New York police are investigating claims that shredded paper used as confetti during Macy's annual Thanksgiving Day Parade included sensitive information – including Social Security numbers and banking account information, MyFoxNY.com reported.
Nassau County Police officers are looking into the matter after college student Ethan Finkelstein reported the confetti falling on his shoulders as he watched the parade contained Social Security numbers, employee identification numbers, bank account numbers, as well as pieces of an incident report.
"There were thousands of pieces of white confetti paper all around us. We just picked up a handful and started going through it and we noticed there were more Social Security numbers, more address and phone numbers," Finkelstein said, MyFoxNY.com reported.
Finkelstein, 18, who was home from Tufts University on Thanksgiving break, said he was watching the parade at 65th Street and Central Park West when he and a friend noticed a strip of confetti stuck onto her coat.
"It landed on her shoulder," Finkelstein told PIX11 News, "and it says 'SSN' and it's written like a Social Security number, and we're like, 'That's really bizarre.'
"There are phone numbers, addresses, more Social Security numbers, license plate numbers and then we find all these incident reports from police."

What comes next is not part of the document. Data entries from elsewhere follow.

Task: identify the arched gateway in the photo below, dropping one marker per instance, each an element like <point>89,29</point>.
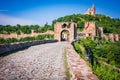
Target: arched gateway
<point>65,31</point>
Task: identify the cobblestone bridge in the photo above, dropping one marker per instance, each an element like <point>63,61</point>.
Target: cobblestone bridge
<point>43,62</point>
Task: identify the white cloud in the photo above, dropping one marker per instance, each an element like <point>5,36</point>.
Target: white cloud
<point>9,20</point>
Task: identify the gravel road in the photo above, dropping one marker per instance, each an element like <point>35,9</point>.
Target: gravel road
<point>41,62</point>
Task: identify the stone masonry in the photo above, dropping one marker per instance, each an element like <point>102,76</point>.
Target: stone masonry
<point>68,26</point>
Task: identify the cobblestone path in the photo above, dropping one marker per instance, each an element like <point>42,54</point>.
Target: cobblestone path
<point>41,62</point>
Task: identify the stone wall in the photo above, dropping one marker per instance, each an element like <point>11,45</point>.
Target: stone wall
<point>22,35</point>
<point>68,26</point>
<point>19,46</point>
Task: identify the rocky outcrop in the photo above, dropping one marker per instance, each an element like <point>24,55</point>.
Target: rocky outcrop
<point>18,46</point>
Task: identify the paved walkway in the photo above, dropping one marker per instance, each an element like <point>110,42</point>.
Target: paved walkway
<point>41,62</point>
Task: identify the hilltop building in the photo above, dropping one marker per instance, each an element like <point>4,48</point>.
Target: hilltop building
<point>91,11</point>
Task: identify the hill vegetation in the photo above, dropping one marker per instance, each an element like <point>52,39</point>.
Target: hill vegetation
<point>26,29</point>
<point>103,56</point>
<point>110,25</point>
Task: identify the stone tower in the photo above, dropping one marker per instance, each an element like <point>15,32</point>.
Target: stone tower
<point>90,29</point>
<point>65,31</point>
<point>93,10</point>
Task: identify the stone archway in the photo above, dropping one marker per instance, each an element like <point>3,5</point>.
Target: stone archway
<point>65,35</point>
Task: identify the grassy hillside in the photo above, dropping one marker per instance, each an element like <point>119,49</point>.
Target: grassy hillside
<point>110,25</point>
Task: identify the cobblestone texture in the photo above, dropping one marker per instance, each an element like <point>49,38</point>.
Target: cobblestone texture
<point>41,62</point>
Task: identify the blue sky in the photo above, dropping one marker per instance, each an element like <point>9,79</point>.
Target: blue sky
<point>41,11</point>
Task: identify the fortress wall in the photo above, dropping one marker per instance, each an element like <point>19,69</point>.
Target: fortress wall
<point>23,45</point>
<point>22,35</point>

According to WPIX, one confetti strip indicates that it's from an arrest record, and other strips offer more detail. "This is really shocking," Finkelstein told the station. "It says, 'At 4:30 A.M. a pipe bomb was thrown at a house in the Kings Grant' area."
The Nassau County Police Department told PIX11, via a written statement from its commanding officer for public information, Inspector Kenneth Lack, "The Nassau County Police Department is very concerned about this situation. We will be conducting an investigation into this matter as well as reviewing our procedures for the disposing of sensitive documents."
Parade sponsor Macy's told the station that it uses "commercially manufactured, multicolor confetti, not shredded paper."
The NYPD says it would assist in the investigation if needed, according to MyFoxNY.com.